Welcome back, welcome back, welcome back!
If you’re a studious Tenant Report reader, you’ll have already conquered the first two parts of the ultimate move-in guide. This part requires a lot less spackling but is just as vital: handling cash and getting everything settled.
Your outgoing tenant, unless they decided to throw a rockstar party, has likely earned their security deposit back. Give them a check from an account that is not going to be overdrawn, because you’re probably the last person they want to have a dispute with within their new home. Paying them out of the general fund should be fine depending on your municipality and company status. Don’t make them a personal check.
At the same time, your new tenant is likely paying the first month’s rent in advance, and a deposit. Don’t have so little cash on hand that these are contingent or you’re going to have to make some awkward phone calls either demanding cash or apologizing to your leaving tenant.
The lease you can do
Your lease should be fair but not draconian. If it’s been reviewed by a lawyer, then you’ll know that it is enforceable and will stand up in a court of law. It should also be understandable, and short enough that upcoming tenants will be able to read it and ask you questions in your office in front of you, in person or virtually.

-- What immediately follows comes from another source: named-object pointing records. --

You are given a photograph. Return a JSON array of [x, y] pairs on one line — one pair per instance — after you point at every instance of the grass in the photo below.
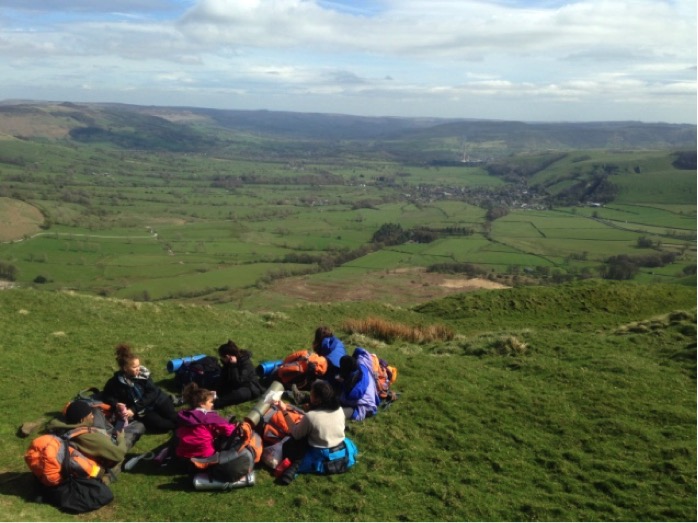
[[574, 403]]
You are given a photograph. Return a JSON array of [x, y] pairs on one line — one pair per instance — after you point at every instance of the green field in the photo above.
[[148, 226], [591, 418]]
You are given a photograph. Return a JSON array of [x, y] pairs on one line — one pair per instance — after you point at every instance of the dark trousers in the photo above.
[[161, 417], [295, 449], [234, 397]]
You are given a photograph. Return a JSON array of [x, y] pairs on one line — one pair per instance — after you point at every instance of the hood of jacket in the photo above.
[[143, 374], [332, 348], [193, 417]]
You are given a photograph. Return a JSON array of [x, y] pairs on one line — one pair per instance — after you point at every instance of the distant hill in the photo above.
[[416, 139]]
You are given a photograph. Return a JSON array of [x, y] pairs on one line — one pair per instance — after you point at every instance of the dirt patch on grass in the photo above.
[[404, 287], [18, 219]]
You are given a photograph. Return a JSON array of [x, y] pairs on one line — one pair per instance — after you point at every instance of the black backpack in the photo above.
[[205, 372]]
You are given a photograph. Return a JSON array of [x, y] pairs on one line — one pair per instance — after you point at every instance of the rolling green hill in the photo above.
[[569, 403]]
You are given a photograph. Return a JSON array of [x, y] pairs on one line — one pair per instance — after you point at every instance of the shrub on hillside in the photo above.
[[390, 331]]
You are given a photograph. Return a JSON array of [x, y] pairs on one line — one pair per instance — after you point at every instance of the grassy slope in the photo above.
[[594, 420]]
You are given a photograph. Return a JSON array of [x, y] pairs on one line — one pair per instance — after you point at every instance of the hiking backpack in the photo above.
[[205, 372], [301, 368], [46, 455], [275, 428], [385, 375]]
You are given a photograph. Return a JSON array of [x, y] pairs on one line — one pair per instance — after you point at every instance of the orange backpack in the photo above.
[[276, 428], [385, 376], [295, 368], [47, 459]]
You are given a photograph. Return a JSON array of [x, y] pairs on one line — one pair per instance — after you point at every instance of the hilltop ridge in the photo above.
[[201, 129]]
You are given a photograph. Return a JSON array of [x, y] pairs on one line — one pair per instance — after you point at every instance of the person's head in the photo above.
[[229, 352], [128, 362], [347, 366], [322, 396], [321, 333], [197, 397], [79, 412]]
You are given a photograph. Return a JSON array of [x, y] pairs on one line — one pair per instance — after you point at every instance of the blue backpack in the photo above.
[[336, 460], [205, 372]]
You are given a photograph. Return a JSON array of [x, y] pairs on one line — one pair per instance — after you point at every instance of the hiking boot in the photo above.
[[299, 396], [204, 463], [290, 473], [109, 477]]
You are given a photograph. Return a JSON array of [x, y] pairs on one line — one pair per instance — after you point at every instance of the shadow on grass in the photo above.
[[19, 484]]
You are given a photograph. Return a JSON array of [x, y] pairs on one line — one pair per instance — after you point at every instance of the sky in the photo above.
[[524, 60]]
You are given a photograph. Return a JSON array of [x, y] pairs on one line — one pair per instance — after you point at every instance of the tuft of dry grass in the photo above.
[[389, 331]]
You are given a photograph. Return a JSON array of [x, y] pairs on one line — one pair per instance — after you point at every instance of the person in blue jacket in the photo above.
[[328, 345], [359, 395]]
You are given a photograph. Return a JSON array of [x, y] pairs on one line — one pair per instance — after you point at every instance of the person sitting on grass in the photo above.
[[97, 444], [359, 394], [131, 390], [238, 381], [317, 443], [201, 432], [326, 344]]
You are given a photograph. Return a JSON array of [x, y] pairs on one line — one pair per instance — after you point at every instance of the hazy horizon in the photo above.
[[523, 60]]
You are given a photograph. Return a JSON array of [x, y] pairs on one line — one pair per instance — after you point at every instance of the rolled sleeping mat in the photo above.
[[273, 393], [266, 368], [176, 363]]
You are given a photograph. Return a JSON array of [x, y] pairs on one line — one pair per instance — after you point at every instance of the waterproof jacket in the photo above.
[[240, 374], [332, 348], [138, 394], [198, 430], [359, 390], [97, 444]]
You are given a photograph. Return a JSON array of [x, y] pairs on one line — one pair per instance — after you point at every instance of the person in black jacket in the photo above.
[[132, 390], [238, 382]]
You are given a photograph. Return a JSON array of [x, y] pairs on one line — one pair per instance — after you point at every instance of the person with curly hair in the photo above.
[[131, 390]]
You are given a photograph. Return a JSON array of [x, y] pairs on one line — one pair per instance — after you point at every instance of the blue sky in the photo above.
[[546, 60]]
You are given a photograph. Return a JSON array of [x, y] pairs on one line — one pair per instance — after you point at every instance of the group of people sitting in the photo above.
[[221, 453]]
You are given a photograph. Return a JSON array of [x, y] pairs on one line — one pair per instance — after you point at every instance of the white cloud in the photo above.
[[339, 55]]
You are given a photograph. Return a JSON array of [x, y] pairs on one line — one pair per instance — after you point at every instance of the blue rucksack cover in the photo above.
[[336, 460], [205, 372]]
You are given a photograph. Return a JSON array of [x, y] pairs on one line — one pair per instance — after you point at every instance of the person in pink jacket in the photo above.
[[202, 432], [199, 427]]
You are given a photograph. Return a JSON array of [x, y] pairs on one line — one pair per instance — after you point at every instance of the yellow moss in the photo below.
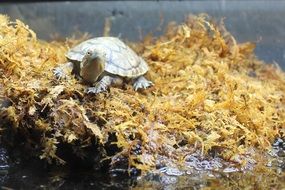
[[203, 95]]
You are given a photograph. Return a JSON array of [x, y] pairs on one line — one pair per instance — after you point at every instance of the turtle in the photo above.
[[103, 61]]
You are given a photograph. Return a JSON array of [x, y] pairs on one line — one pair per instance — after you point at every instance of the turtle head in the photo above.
[[92, 66]]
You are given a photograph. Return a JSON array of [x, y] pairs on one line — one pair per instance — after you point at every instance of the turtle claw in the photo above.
[[141, 82], [101, 86], [58, 73]]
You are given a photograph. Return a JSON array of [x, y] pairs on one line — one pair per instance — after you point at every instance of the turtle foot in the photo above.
[[142, 82], [101, 86], [59, 73]]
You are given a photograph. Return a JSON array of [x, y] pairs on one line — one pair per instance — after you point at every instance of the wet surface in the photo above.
[[34, 174]]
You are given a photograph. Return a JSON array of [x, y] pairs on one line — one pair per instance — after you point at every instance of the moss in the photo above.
[[210, 93]]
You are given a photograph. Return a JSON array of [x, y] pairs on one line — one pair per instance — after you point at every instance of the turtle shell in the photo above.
[[119, 58]]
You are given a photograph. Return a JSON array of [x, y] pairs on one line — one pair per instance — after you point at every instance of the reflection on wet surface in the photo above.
[[34, 174]]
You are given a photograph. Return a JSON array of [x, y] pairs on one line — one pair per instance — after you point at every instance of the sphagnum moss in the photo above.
[[210, 93]]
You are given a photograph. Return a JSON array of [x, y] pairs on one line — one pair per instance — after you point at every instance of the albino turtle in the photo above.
[[103, 61]]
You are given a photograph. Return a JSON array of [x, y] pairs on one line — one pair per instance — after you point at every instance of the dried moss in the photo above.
[[210, 93]]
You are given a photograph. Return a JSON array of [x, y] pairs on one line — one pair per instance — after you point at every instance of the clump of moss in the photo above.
[[210, 94]]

Save the dates, save the world
Give yourself a minimum of 24 hours between move out and move him. If you need government inspection, massive repairs, or the like, be aware of that. If employment is high, weekend move-ins are probably best, but too many people moving into the same building can be hectic.
With these tips in mind, you should be well on your way to having successful move-ins. Now take a deep breath, enjoy some trail mix, and reflect back on what you’ve learned, and the excellent mountaineering metaphors of this guide.